Notes on hope.

My new favorite thing at the moment is a book group I’m hosting with several ladies from our church. It wasn’t intentionally only meant for women, but that’s how it ended up going this time around. It’s not perfect, some people are still having trouble getting into the Zoom calls and connections aren’t always great, but we’re working on it, wading through the technology each Friday morning.

At the moment, I’m like many others in the New England area, working from home or alone in my church office and doing all my meetings over Zoom. Which presents itself with a nice opportunity here and there. Since our book group os on Friday mornings, it gives me a chance to work from home for the first half of the day, make a cup of Dark Matter coffee, and sit among an overabundance of pants missing leaves or half eaten by a cat in our cat-room (don’t worry, all the plants in the room are pet friendly). I usually try to hide Buddy’s rosemary bush he gnaws on as he watches the starlings, blue jays, and titmouse birds outside the window as they battle for the spicy, squirrel-proof birdseed hanging outside.

Yes, I made a viewing room for my cats and hung the appropriate materials to attract their favorite murder victims. I am not about to have bored pets.

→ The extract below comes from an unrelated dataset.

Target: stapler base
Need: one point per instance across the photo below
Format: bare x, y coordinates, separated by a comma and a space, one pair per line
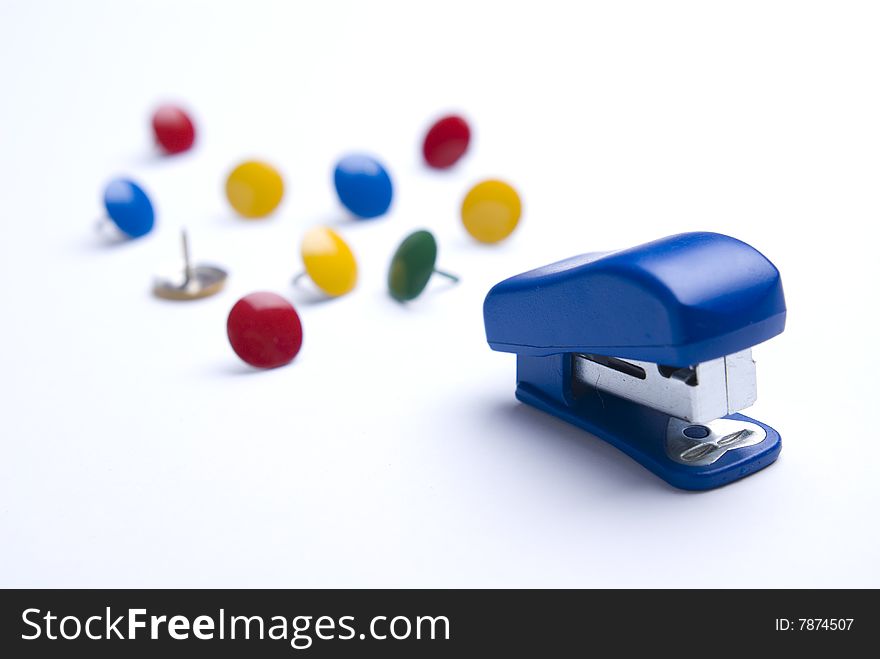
725, 450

I don’t even know what week it is at this point that we have been asked to stay home, but I know it’s long enough that it feels like normal. Our collective anxiety in this house has gone down since the beginning of our self-imposed quarantine because we’ve gotten used to being secluded. I didn’t say we liked it, but we’ve come to accept it. For now.

Much of these last few months have been overwhelming: trying to learn new technology, record worship each week, give sermons to blank cameras and not groups of people with reactions, learning to connect with each other over computers, practicing the art of letter-writing, responding to the blatant racism and oppressive systems to people of color in our country and show solidarity and work for change, all while trying to keep a respectable six feet apart when we are together out of our homes. But this book group has been different because it’s focused on hope.

We’re using Ann Lamott’s book, Almost Everything: Notes on Hope, these types of books tend to lend themselves well to book groups. It’s been refreshing for several reasons, but honestly, it’s been helpful because this one hour a week focused on writing and on the hope Lamott is striving for has caused me to refocus my own thoughts and sights on hope. It’s helped me to strive for hope in my other meetings and encounters. This one hour a week has changed my viewpoint and helped me to focus on one of the key things that Christians are meant to be known for: hope.

I hope whatever you are doing, wherever you are, you’re finding hope. And that you’re not only finding hope, but that you’re working so that others who haven’t had that same kind of hope can now find it in the world.